Saturday, July 24, 2021

Hillsong

 Last night I caught up on watching a documentary on Hillsong church.  My colleague Marcus had mentioned watching it.  It followed the development of the brand, the mega church, the power and influence of the main pastor and his all white, mostly all male leaders through many nations.

It was very difficult to watch, in that I am middle aged, a follower of Jesus, and I was never, ever cool, one of the in crowd - I always felt an outsider at school.  When I was a teenager, I was part of a church that edged towards this level of control, power encounters with God, a family who led and still lead the church.  It didn't do much for my young faith except lead to one incredibly unwise decision that I wasn't equipped to make.

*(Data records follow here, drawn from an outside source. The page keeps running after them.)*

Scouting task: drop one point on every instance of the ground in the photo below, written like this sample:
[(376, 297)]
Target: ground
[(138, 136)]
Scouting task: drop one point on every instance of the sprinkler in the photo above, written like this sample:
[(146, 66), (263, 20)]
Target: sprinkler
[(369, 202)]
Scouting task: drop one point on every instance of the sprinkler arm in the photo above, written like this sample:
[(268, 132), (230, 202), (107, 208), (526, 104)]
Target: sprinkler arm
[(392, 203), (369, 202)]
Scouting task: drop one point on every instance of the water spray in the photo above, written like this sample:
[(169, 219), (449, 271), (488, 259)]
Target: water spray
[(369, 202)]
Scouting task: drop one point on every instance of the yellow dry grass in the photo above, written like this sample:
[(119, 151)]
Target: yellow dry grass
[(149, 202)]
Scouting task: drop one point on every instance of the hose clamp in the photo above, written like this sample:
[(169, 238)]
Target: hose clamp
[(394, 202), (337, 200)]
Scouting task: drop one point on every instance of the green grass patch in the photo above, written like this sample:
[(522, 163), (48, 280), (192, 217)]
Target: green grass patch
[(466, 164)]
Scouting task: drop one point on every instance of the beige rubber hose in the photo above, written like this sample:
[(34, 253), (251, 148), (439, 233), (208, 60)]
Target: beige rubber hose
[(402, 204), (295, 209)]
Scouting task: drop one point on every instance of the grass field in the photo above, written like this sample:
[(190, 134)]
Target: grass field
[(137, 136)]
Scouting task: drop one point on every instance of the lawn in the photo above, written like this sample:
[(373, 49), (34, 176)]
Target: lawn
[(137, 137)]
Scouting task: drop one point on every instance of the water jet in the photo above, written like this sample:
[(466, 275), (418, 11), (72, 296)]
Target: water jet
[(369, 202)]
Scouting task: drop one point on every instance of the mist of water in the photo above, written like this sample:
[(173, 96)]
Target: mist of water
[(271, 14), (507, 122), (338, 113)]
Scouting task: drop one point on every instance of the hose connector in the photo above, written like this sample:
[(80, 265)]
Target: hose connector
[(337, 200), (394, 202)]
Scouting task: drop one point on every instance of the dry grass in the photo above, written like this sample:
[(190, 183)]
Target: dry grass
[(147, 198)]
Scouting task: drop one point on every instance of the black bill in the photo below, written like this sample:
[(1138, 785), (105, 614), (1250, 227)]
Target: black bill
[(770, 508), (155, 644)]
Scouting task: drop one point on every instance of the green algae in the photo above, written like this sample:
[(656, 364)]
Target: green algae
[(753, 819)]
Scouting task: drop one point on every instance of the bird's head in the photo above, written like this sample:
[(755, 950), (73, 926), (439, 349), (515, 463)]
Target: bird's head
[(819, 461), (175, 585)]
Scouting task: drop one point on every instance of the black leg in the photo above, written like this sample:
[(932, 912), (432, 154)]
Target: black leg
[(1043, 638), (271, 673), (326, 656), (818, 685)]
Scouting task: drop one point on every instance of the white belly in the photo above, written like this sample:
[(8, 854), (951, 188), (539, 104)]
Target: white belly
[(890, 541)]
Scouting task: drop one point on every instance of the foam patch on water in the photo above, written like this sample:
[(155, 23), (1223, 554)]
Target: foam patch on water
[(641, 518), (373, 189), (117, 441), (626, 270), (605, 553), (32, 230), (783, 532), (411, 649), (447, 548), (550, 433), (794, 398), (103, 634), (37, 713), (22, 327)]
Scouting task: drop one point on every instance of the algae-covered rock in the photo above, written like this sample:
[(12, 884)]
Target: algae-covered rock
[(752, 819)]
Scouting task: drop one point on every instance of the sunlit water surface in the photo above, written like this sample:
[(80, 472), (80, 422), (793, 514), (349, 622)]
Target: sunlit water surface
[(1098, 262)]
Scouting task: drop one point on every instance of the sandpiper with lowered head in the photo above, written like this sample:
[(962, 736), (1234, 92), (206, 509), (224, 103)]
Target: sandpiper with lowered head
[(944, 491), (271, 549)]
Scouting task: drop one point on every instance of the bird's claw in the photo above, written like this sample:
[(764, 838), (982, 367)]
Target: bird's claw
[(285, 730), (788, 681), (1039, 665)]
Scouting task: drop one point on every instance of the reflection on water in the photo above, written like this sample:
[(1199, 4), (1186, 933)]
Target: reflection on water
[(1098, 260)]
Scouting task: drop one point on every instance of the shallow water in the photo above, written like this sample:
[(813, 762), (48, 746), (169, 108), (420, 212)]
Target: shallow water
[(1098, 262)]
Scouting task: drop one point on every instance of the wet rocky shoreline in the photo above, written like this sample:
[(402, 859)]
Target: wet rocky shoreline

Occasional forays into a scaled down version of Hillsong would be the women's conferences held by my friend's church in Cheltenham racecourse.  With lights, big screens, smoke machine, powerful speakers, prayer ministry, and the gimmicky and expensive goodie bags and merchandising.  I felt uncomfortable, awkward, manipulated, yet I found it a memorable experience because my good friend loved it so much. It was time spent with her where she found God at work. That meant a lot to me.  

So I can see the appeal.

The young pastor, tattoed, with "fedora, leathers, skinnies and boots" the hillsong brand "starter kit" was incredibly passionate about living all out for Jesus.  It is so hard to question that, it is an attractive thing.  But the film did make me think - this is all about image, all about numbers, "insta" and selfies - particularly the selfies and filming at the holy sites in Jerusalem were awkward - other christians were lost in devotion, these cool young guys were like tourists with little understanding of their faith but so much enthusiasm. 

Despite all the abuse - a history of sexual abuse not reported, abuse of power, control, money irregularities, I felt conflicted.

Here is a church which gets young people committed to Christ, to reading the bible, to bringing their friends to church.  It provides a home and family for the lost and lonely, the city kids, the damaged.

It is smart, it is definitely somewhere you would not be ashamed of attending.  It has amazing music, quality drama, plaform speakers whose rhetoric is easy to digest.

And yet, and this is a criticism levelled at me, it seemed so far from the Jesus in the gospels. I know I hide my faith too often, I know it is isn't centre stage sometimes and these extrovert guys just want the world to know they love Jesus - what is not to like about that?

Like the young pastor, I pray I will have Jesus' integrity, his honour, his love and ability to sacrifice.  I just wonder if that is what my colleagues see, worked out day by day.